Internal combustion engines (ICE), primarily diesels in heavy trucks, have become efficient and clean burning. Diesel continues to dominate the world of trucks and that will continue well into the 2030s. ICEs are too good to quickly throw away in favor of electric propulsion, according to industry observers and advisors. One is Mike Roeth, executive director of the North American Council on Freight Efficiency, who is bullish on electric vehicles but also realistic.
“While we at NACFE believe battery-electric trucks are the answer for the future—a position not everyone shares—we know the transition to battery-electric vehicles will take place over decades,” Roeth says. “Today, battery-electric trucks are not viable in many duty cycles, and even if they were, there are not enough of them being produced for fleets to make the switch.”
The Diesel Technology Forum actively promotes the advantages of diesels. Says its executive director, Allen Schaeffer, “Nearly 7 million new-technology diesel trucks are on the roads, delivering our goods and services with near-zero emissions. Nationwide, for every electric commercial truck on the road, there are nearly 1,100 powered by internal combustion engines.”
Recent research shows that internal combustion engines—primarily diesel and some gasoline—power 99.91% of the nation’s heavy trucks. As the trucking industry explores new fuels, along with battery-electric and fuel cell technology, it is clear that diesel and other internal combustion engines are going to continue to play a dominant role for many years.
CNG and LNG cost about half the price of diesel fuel, and prices have not fluctuated like diesel. Diesel-based engines modified with spark ignition do not need expensive exhaust-after- treatment gear. Less talked about was the multimillion-dollar cost of filling stations, plus on-board tanks and other equipment. Cost is high because natural gas must be compressed to 3,500 to 10,000 psi, or frozen to -259 F for liquification, to store at the stations and carry in extra-strong fuel tanks aboard trucks.

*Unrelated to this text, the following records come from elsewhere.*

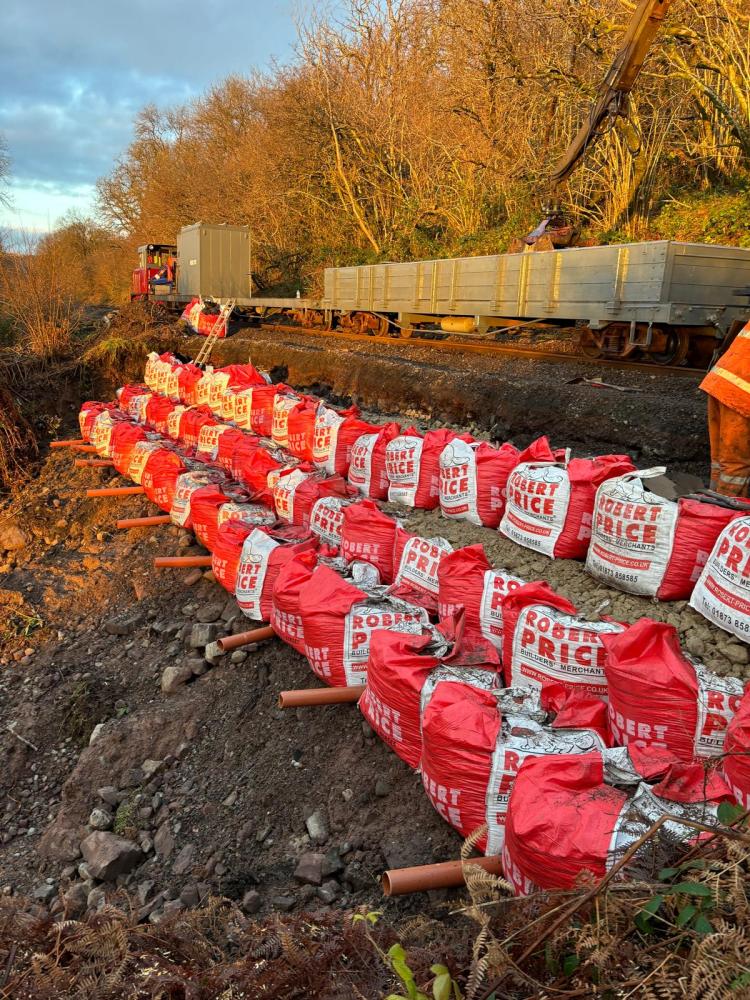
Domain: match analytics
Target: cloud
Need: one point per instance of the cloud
(72, 76)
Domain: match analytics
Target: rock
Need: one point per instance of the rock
(209, 613)
(108, 855)
(328, 891)
(184, 860)
(252, 901)
(736, 653)
(100, 819)
(12, 537)
(332, 863)
(382, 788)
(164, 841)
(310, 868)
(75, 900)
(175, 677)
(44, 893)
(317, 827)
(201, 635)
(283, 903)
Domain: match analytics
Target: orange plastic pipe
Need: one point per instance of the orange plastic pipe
(143, 522)
(320, 696)
(115, 491)
(173, 562)
(245, 638)
(445, 875)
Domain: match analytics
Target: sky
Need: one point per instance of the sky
(73, 74)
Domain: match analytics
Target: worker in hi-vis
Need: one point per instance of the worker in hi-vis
(728, 388)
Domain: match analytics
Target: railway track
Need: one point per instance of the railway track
(468, 347)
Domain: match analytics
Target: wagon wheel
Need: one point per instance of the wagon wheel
(676, 351)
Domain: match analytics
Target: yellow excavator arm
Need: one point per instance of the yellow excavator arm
(617, 83)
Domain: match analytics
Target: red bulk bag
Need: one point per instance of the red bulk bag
(473, 478)
(88, 413)
(327, 518)
(473, 743)
(142, 451)
(367, 465)
(736, 761)
(412, 464)
(159, 479)
(550, 501)
(467, 580)
(416, 565)
(370, 536)
(261, 561)
(286, 605)
(659, 698)
(301, 429)
(225, 557)
(189, 483)
(283, 404)
(123, 440)
(644, 544)
(721, 593)
(261, 408)
(158, 409)
(334, 436)
(398, 669)
(339, 619)
(545, 642)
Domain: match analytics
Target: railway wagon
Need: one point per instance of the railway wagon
(659, 298)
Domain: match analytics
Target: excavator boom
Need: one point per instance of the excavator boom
(617, 83)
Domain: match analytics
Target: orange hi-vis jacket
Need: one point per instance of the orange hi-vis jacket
(729, 379)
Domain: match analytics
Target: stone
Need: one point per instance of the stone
(100, 819)
(175, 677)
(184, 860)
(252, 901)
(310, 868)
(209, 613)
(201, 635)
(317, 827)
(164, 841)
(328, 891)
(108, 855)
(12, 537)
(283, 903)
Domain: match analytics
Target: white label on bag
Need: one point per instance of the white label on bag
(208, 439)
(327, 423)
(361, 622)
(280, 425)
(497, 586)
(419, 564)
(283, 493)
(173, 422)
(327, 519)
(138, 458)
(536, 506)
(402, 462)
(718, 700)
(722, 593)
(360, 468)
(243, 403)
(551, 646)
(510, 752)
(251, 572)
(458, 482)
(632, 535)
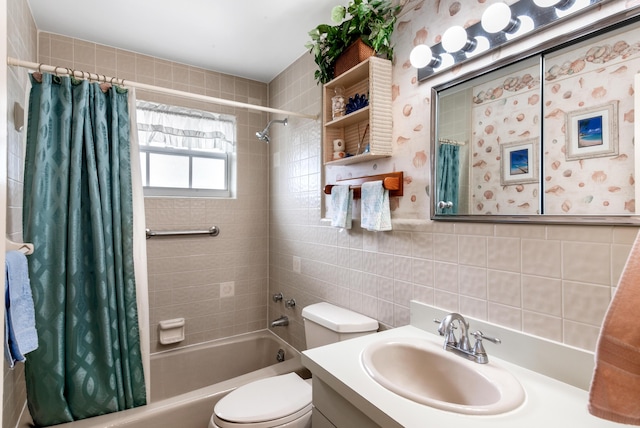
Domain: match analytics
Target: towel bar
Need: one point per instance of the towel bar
(392, 181)
(212, 231)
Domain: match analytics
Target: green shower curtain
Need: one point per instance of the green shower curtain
(78, 214)
(448, 173)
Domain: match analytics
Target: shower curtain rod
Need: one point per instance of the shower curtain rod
(114, 80)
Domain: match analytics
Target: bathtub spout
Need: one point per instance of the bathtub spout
(283, 321)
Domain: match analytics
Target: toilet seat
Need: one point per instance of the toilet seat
(265, 403)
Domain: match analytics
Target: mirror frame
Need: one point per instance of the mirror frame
(609, 23)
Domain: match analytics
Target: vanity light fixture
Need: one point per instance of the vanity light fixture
(422, 56)
(572, 7)
(500, 23)
(526, 25)
(482, 45)
(558, 4)
(455, 39)
(498, 17)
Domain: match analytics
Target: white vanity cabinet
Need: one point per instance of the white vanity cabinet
(332, 410)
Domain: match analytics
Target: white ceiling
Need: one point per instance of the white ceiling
(256, 39)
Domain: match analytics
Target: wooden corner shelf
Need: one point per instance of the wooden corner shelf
(371, 125)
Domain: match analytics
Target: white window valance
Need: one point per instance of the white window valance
(174, 127)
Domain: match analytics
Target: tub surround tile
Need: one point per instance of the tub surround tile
(585, 303)
(541, 257)
(582, 262)
(504, 254)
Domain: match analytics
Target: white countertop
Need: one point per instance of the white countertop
(549, 403)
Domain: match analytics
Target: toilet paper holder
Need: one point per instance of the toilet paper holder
(171, 331)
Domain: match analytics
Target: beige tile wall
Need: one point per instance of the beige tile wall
(551, 281)
(185, 273)
(21, 44)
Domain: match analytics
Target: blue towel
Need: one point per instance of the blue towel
(341, 206)
(19, 317)
(375, 211)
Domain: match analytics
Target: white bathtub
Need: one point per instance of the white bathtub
(186, 383)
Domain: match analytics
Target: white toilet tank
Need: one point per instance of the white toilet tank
(325, 323)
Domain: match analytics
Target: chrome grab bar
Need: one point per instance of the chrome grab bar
(212, 231)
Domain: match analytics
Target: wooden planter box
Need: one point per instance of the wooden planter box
(352, 56)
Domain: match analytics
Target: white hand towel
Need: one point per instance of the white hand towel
(341, 202)
(375, 211)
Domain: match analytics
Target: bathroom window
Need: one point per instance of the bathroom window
(185, 152)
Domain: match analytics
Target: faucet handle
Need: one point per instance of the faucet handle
(448, 332)
(478, 349)
(480, 336)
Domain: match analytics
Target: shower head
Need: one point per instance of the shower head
(264, 135)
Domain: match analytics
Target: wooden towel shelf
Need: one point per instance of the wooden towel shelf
(393, 181)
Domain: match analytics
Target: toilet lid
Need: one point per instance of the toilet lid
(264, 400)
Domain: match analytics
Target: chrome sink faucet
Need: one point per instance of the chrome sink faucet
(461, 346)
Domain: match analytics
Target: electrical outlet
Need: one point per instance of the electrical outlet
(227, 289)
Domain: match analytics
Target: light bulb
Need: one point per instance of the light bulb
(498, 17)
(455, 39)
(421, 56)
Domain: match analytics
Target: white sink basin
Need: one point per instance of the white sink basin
(422, 371)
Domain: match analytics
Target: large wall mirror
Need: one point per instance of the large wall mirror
(547, 138)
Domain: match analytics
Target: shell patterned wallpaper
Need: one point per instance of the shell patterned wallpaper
(598, 74)
(505, 111)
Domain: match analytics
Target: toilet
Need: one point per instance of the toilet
(285, 400)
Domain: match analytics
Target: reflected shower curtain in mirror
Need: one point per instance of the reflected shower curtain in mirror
(448, 173)
(78, 214)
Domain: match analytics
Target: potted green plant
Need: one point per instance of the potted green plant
(371, 22)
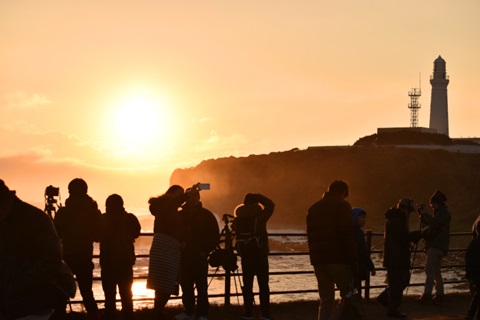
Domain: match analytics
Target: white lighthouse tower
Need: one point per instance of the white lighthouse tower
(439, 102)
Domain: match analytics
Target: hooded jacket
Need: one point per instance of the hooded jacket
(201, 231)
(79, 225)
(117, 244)
(330, 231)
(30, 256)
(397, 239)
(255, 217)
(440, 222)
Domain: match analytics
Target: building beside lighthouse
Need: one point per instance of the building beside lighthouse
(436, 136)
(439, 102)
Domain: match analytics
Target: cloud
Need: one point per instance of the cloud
(218, 143)
(20, 100)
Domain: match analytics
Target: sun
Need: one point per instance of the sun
(139, 123)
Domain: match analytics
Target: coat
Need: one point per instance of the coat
(330, 231)
(30, 252)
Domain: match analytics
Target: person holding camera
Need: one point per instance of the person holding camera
(165, 252)
(250, 226)
(331, 244)
(30, 252)
(117, 256)
(201, 236)
(78, 224)
(436, 232)
(396, 255)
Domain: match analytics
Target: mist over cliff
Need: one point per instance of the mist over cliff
(378, 176)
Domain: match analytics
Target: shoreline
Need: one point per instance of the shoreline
(454, 308)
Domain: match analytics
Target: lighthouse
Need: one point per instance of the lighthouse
(439, 102)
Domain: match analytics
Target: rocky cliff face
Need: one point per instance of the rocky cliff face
(378, 177)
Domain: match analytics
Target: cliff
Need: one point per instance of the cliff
(378, 176)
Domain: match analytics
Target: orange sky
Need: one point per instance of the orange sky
(122, 92)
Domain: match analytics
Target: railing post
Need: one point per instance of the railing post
(367, 281)
(227, 287)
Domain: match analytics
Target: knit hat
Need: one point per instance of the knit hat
(438, 197)
(77, 187)
(114, 202)
(5, 193)
(406, 203)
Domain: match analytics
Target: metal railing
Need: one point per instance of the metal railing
(370, 237)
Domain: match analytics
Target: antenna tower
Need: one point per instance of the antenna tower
(414, 105)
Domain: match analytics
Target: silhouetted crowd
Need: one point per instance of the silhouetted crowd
(44, 259)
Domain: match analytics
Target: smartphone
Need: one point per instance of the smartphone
(204, 186)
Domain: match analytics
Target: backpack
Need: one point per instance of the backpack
(246, 235)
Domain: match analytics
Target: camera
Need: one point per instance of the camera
(51, 203)
(196, 188)
(227, 218)
(52, 191)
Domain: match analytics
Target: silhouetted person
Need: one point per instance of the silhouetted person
(472, 266)
(437, 241)
(331, 242)
(30, 253)
(396, 255)
(165, 253)
(365, 264)
(78, 224)
(250, 226)
(201, 237)
(117, 256)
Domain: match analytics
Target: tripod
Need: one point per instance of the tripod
(51, 203)
(226, 257)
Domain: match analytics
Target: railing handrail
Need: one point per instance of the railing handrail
(228, 275)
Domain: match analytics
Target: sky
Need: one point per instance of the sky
(121, 93)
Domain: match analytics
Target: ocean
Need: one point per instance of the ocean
(301, 280)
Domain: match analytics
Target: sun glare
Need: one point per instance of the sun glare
(140, 124)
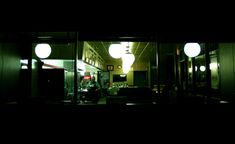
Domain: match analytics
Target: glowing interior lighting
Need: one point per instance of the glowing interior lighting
(24, 67)
(213, 66)
(202, 68)
(43, 50)
(116, 50)
(192, 49)
(128, 59)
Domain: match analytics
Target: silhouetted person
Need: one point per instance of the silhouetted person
(94, 90)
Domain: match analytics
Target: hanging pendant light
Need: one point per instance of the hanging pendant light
(127, 60)
(116, 50)
(43, 50)
(192, 49)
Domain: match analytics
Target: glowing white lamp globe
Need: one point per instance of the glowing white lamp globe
(128, 59)
(43, 50)
(202, 68)
(116, 50)
(125, 69)
(192, 49)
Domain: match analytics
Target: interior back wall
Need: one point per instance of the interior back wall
(9, 72)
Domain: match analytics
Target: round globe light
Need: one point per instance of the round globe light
(128, 59)
(192, 49)
(202, 68)
(43, 50)
(116, 50)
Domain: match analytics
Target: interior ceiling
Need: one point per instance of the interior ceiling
(141, 50)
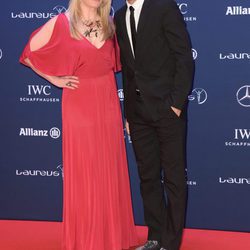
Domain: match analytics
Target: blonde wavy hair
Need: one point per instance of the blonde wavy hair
(108, 27)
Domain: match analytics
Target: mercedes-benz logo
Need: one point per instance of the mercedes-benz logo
(59, 9)
(243, 96)
(198, 94)
(195, 53)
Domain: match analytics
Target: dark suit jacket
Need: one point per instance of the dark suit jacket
(163, 68)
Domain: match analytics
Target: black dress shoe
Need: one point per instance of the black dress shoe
(151, 245)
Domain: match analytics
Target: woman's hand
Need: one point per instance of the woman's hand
(70, 82)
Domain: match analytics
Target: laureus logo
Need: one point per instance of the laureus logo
(195, 53)
(39, 15)
(243, 96)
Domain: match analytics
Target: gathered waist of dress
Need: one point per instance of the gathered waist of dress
(92, 75)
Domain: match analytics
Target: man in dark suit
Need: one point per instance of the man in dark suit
(157, 68)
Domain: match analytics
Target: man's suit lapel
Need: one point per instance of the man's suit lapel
(143, 16)
(125, 34)
(143, 19)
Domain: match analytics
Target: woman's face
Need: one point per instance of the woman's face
(92, 3)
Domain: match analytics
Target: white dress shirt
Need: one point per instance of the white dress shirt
(137, 5)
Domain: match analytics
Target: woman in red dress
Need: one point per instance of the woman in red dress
(77, 51)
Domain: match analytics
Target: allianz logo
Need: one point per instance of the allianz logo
(235, 56)
(54, 132)
(237, 11)
(39, 15)
(239, 181)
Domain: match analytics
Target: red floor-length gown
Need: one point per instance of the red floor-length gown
(97, 211)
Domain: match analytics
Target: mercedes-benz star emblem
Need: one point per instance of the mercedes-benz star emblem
(243, 96)
(198, 94)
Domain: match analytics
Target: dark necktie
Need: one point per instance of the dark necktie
(132, 27)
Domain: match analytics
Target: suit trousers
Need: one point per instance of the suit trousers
(159, 148)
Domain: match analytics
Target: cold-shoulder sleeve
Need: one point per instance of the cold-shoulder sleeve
(116, 55)
(52, 58)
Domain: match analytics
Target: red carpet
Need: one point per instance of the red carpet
(29, 235)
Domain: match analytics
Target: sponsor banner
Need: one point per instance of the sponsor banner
(241, 138)
(243, 96)
(38, 15)
(39, 93)
(237, 11)
(234, 180)
(53, 133)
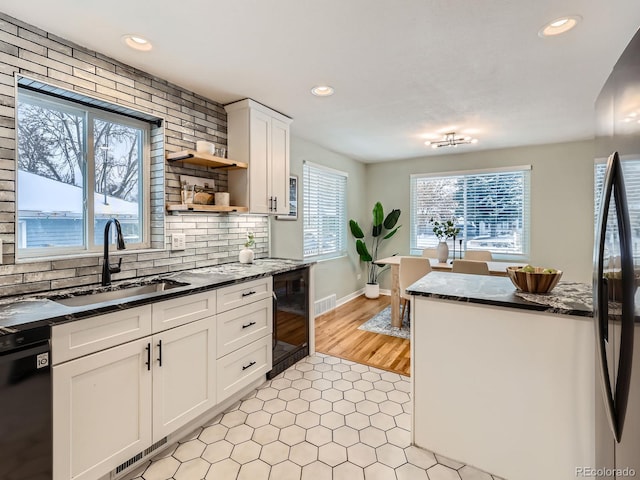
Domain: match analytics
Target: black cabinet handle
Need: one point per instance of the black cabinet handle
(148, 362)
(251, 364)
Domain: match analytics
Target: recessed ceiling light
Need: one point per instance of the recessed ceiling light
(559, 25)
(137, 42)
(322, 91)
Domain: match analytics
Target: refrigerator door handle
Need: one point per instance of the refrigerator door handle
(623, 381)
(616, 407)
(600, 301)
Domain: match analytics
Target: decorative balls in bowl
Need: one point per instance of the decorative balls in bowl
(534, 279)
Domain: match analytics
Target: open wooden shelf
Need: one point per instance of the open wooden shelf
(204, 159)
(192, 207)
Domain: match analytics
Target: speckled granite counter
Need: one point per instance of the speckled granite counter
(566, 298)
(34, 310)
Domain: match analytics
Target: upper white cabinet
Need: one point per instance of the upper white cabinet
(259, 136)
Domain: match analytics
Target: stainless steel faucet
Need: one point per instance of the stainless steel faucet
(107, 268)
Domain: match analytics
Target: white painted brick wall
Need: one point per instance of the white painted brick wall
(211, 239)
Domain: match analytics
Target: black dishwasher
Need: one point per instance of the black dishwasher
(25, 404)
(290, 319)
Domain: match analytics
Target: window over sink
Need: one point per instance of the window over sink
(490, 207)
(78, 166)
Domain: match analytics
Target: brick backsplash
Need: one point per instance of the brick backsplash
(211, 238)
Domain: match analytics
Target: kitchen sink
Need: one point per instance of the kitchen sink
(117, 293)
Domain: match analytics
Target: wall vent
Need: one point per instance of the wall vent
(325, 304)
(135, 459)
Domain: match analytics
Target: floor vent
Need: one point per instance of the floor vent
(122, 467)
(325, 304)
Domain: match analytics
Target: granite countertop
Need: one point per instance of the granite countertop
(35, 310)
(567, 298)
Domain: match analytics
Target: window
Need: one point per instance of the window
(631, 173)
(324, 212)
(77, 168)
(491, 209)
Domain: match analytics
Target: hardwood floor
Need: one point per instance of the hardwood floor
(337, 334)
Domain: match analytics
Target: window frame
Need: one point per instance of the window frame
(341, 251)
(526, 240)
(89, 246)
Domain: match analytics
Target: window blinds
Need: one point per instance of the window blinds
(324, 211)
(491, 209)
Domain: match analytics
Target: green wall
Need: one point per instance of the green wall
(561, 206)
(561, 198)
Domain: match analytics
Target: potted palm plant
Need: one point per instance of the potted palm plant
(444, 231)
(382, 229)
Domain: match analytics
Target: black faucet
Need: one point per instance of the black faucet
(108, 269)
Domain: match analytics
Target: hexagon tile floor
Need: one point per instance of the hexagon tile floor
(323, 418)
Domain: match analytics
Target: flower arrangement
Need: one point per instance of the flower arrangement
(251, 240)
(444, 230)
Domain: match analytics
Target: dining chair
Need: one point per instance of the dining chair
(478, 255)
(470, 266)
(411, 270)
(430, 252)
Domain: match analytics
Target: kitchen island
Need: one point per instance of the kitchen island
(503, 380)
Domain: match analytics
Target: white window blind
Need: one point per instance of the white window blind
(491, 209)
(631, 174)
(324, 211)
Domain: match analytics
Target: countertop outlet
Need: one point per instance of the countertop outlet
(178, 241)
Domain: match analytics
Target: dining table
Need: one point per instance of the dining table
(495, 268)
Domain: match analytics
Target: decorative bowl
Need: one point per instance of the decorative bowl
(533, 282)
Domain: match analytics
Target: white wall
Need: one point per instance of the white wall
(561, 199)
(336, 276)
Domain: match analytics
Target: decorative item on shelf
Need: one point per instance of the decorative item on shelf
(222, 198)
(205, 147)
(534, 279)
(382, 229)
(443, 231)
(246, 254)
(203, 198)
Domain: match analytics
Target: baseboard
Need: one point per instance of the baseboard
(349, 297)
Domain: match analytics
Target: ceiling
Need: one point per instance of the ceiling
(400, 68)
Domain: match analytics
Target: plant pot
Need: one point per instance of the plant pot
(372, 290)
(245, 255)
(442, 252)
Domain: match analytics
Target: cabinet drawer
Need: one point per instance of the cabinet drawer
(238, 369)
(182, 310)
(243, 293)
(82, 337)
(241, 326)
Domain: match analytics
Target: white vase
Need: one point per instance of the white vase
(372, 290)
(245, 255)
(442, 252)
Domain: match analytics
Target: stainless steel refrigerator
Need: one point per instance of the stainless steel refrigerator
(616, 271)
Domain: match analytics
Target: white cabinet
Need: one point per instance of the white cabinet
(102, 411)
(244, 335)
(183, 380)
(259, 136)
(120, 396)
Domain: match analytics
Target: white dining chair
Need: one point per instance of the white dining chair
(478, 255)
(430, 252)
(412, 269)
(470, 266)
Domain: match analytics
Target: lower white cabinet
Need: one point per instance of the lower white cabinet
(183, 375)
(111, 405)
(102, 411)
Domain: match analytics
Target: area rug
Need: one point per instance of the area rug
(381, 323)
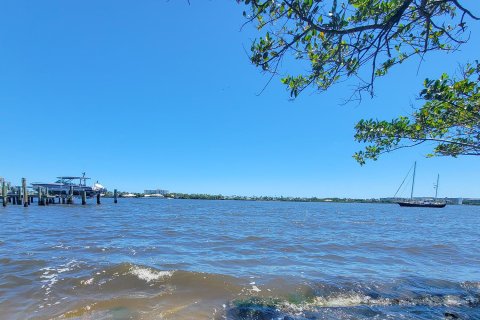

Compared to CNG, LNG contains many times the energy in a given tank size and provides more range, so it was tested by some major fleets. As a truck fuel, LNG has diminished in stature. CNG was adopted for use in trash-collection trucks that burn methane captured from landfills and cleansed. Thus their fuel is almost free. Environmentally conscious construction fleets have also swung to CNG to reduce exhaust emissions in their communities and gain positive recognition.
Natural gas as a truck fuel, and the truck models and engines to burn it, although garnering considerable industry attention and extensive publicity, never gained much actual use. Surveys quoted by the Diesel Technology Forum show that only 1.3% of current Class 8 heavy trucks use CNG, and diesels power 96.7%.
There are also “gray” and “blue” hydrogen: Both extract H2 by mixing natural gas with steam; the gray process also yields carbon dioxide (CO2), and the blue process captures that CO2.
For storage, hydrogen is pressurized to 10,000 psi to fill a tank. It can then be burned in an internal combustion engine, where its spark-induced combustion yields heat and power, as with other gaseous fuels. This combines today’s mechanical technology with tomorrow’s fuel, proponents say. Several hydrogen-burning engines are close to introduction, including a Cummins X15N, a Hyliion NG-electric hybrid, and a Westport Fuel Systems-Volvo model that requires use of LNG.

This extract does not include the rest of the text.